The literary growth of a language and its use in an increasing number of
domains can evolve along three major directions: I) poetry and fiction, 2)
non-narrative (expository) prose and 3) oral channels such as speeches,
broadcasts, etc. It is also true that the demarcation line between fiction
and expository prose is not always clear, but it is the latter type of
literature which is said to have a greater impact upon newly literate
speakers. The dichotomy is between imaginative versus informative
literature. In written literature, prose stands more in need of language
standardization than poetry, expository prose more than fiction.
Standardization becomes urgent at the refined level and indispensable at the
learned level of non-narrative prose. Therefore, for purposes of the survey,
literature has been divided into two broad categories, narrative and
non-narrative.
The sub-categories of narrative literature are provided in two sections that
of Iyrics and fiction. The non-narrative prose which ranges from devotional
or ideological writings to school textbooks, has the sub-categories
(popular, refined and learned) corresponding to the three levels of
education (primary, secondary and university). Textbooks produced for these
three levels automatically contribute to the progressive standardization of
the language. It may be seen from the data, that in the case of most major
languages, it is the non-narrative literature that exceeds the narrative. As
a language grows, its interest no longer remains confined to narratives but
becomes more and more refined in the sense that information transfer of a
higher order becomes more imperative. In the case of smaller languages,
particularly the ones which are still struggling to acquire a written
tradition, achievements are limited to production of school textbooks. The
questions of language standardization and the overall development of
languages have remained unsatisfactory as they are, but can now perhaps be
measured fairly objectively according to the dimension of language
elaboration, i.e., the level of standardization a language has reached
through the development of its non-narrative prose, or for that matter all
its written and oral channels.
8. Schools
If a language could be gainfully employed in education it also stands to
lose when the language is not used in this domain. The domain of education
is dealt with under three basic headings; primary (Q.10.1), secondary
(Q.10.3) and university (Q.10.6). A second dimension is added to this data
by asking whether the employment is exclusive, i.e. as the only teaching
medium or inclusive, i.e. teaching medium along with another language.

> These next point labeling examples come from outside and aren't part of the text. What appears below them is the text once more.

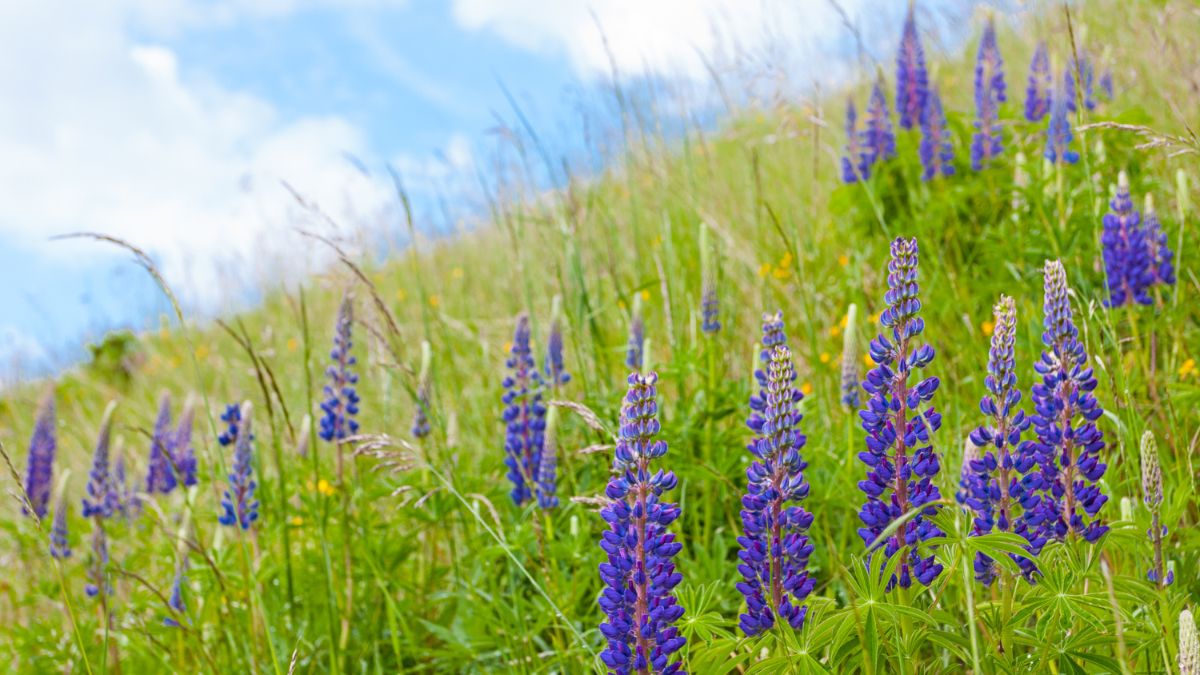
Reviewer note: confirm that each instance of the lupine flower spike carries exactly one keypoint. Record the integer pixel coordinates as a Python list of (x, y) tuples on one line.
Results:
[(341, 401), (899, 454), (774, 544), (1039, 90), (912, 79), (640, 574), (879, 141), (160, 475), (239, 503), (1068, 443), (525, 416), (850, 359), (997, 489), (1152, 494), (1126, 251), (990, 93), (421, 413), (1162, 258), (1059, 135), (103, 496), (40, 471)]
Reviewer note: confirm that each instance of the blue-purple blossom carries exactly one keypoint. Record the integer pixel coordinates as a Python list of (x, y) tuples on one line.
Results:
[(1127, 257), (912, 79), (990, 93), (997, 489), (936, 151), (239, 503), (1041, 89), (40, 471), (525, 416), (1068, 442), (640, 574), (899, 455), (160, 475), (1059, 135), (1162, 258), (774, 547), (60, 545), (341, 401)]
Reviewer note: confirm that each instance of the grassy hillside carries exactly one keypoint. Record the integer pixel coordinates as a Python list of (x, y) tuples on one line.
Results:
[(417, 560)]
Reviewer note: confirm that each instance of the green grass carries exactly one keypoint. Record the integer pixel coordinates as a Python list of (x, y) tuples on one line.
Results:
[(448, 575)]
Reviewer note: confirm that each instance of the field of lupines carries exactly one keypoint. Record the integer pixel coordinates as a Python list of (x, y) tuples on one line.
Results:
[(915, 398)]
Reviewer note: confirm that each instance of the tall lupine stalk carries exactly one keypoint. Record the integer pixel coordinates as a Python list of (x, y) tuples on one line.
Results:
[(855, 165), (999, 491), (990, 93), (936, 151), (850, 376), (899, 453), (1127, 256), (1152, 495), (1068, 443), (640, 574), (239, 503), (775, 545), (1162, 258), (1041, 88), (40, 470), (912, 79), (525, 416)]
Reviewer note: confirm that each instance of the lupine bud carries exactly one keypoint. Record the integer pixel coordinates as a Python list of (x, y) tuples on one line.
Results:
[(640, 575), (1126, 251), (912, 79), (40, 471), (239, 503), (774, 544), (990, 93), (898, 482), (1066, 411)]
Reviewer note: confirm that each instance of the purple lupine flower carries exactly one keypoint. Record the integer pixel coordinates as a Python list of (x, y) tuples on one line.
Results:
[(40, 471), (1152, 494), (239, 503), (60, 545), (183, 454), (912, 79), (640, 577), (1066, 411), (1059, 132), (103, 494), (774, 544), (990, 93), (160, 475), (1041, 89), (899, 454), (997, 489), (525, 416), (855, 166), (879, 141), (341, 401), (1162, 258), (634, 356), (1127, 257), (936, 151)]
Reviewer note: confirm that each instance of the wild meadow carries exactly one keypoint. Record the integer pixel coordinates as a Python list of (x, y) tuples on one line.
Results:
[(897, 378)]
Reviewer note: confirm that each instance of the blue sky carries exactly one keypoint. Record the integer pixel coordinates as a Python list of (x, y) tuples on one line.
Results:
[(172, 124)]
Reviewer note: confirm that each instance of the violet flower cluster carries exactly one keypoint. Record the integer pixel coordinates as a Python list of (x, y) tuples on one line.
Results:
[(990, 93), (525, 416), (774, 547), (640, 575), (1068, 442), (900, 460)]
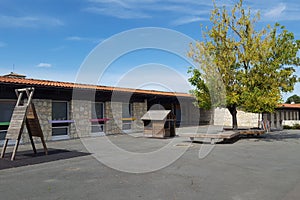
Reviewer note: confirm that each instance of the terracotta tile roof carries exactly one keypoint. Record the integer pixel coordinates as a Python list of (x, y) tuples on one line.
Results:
[(58, 84), (287, 105)]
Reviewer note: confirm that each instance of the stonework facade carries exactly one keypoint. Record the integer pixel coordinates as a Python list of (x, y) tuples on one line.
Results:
[(245, 119)]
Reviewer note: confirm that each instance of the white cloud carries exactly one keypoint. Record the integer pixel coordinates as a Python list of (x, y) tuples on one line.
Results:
[(87, 39), (118, 12), (187, 20), (135, 9), (44, 65), (28, 21)]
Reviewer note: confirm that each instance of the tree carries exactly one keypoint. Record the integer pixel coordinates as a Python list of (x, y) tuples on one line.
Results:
[(252, 66), (294, 98)]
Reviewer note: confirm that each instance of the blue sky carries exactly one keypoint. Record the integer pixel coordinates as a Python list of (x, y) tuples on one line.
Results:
[(49, 39)]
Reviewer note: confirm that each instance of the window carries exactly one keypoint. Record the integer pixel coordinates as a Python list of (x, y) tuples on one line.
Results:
[(6, 110), (59, 115), (98, 120), (126, 116)]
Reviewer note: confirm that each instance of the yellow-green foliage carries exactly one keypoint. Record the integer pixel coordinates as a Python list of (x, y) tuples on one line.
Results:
[(251, 66)]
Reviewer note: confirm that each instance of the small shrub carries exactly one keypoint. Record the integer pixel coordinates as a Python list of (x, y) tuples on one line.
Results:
[(296, 126), (287, 127)]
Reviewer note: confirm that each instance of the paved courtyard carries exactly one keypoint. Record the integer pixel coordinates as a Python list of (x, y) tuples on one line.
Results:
[(266, 168)]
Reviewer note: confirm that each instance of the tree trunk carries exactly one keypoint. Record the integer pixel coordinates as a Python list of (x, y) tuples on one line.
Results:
[(233, 112)]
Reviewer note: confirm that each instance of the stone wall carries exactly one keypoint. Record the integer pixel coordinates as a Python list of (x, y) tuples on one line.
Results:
[(113, 111), (80, 112), (139, 109), (245, 119), (44, 110)]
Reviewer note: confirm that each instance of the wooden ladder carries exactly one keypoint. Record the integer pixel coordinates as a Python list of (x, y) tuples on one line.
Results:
[(23, 114)]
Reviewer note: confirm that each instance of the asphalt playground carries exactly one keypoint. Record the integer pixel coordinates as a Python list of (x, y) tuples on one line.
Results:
[(266, 168)]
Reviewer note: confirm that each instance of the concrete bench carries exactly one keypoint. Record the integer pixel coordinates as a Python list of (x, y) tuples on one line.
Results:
[(214, 138)]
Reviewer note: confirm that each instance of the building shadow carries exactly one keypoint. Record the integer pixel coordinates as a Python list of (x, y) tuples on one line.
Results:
[(25, 158)]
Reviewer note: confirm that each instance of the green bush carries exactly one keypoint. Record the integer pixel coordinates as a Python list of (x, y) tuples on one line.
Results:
[(295, 126), (287, 127)]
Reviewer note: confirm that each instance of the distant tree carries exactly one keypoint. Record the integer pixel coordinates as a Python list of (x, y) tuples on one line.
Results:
[(252, 66), (295, 98)]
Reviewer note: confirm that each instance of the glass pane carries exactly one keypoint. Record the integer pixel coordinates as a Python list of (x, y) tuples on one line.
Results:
[(59, 110), (126, 110), (97, 110), (97, 129), (6, 110), (2, 134), (126, 126), (59, 131)]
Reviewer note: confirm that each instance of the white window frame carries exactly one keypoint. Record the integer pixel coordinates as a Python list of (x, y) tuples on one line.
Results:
[(60, 137), (93, 109)]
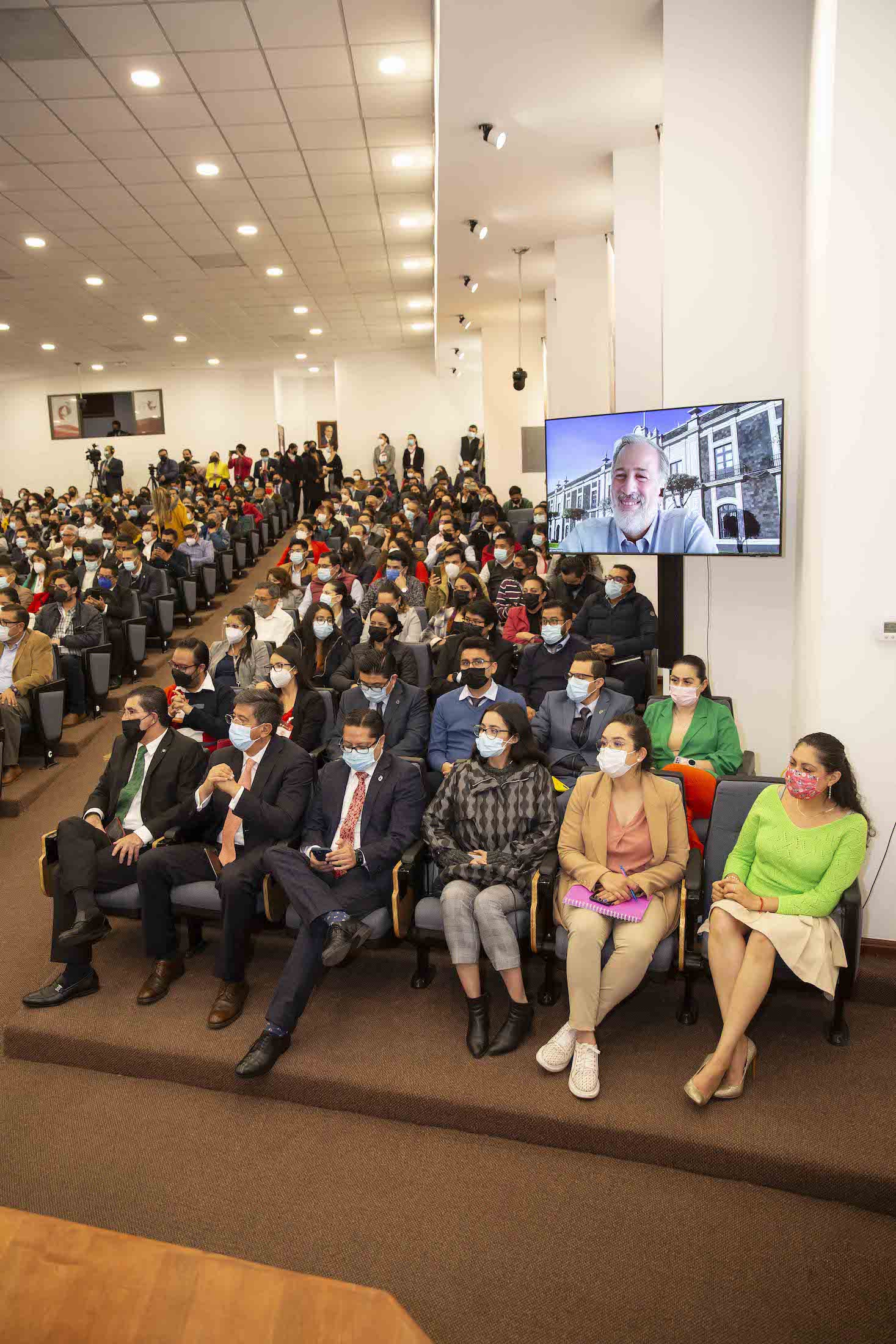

Inclusive education propagates institutional bilingualism inherent to the
system and produces as a result group bilingualism. The data on schools in
terms of parameters provided in the questionnaire was not easy to collate as
education is primarily a state jurisdiction, so that statistics have to be
collected through numerous state agencies. Secondly, education is not wholly
run by governments and there are many non-governmental agencies who run
their own private schools. However, due to the complexity of the private
school dimension, it had to be excluded from the survey. In the case of many
smaller languages and minorities, data collected through the survey was not
exhaustive. However, to counterbalance this weakness we have given
information from two other sources, but the one that we value more from the
point of dependability, is the present survey source, collected through
various state Directorates of Education, on both primary and higher levels.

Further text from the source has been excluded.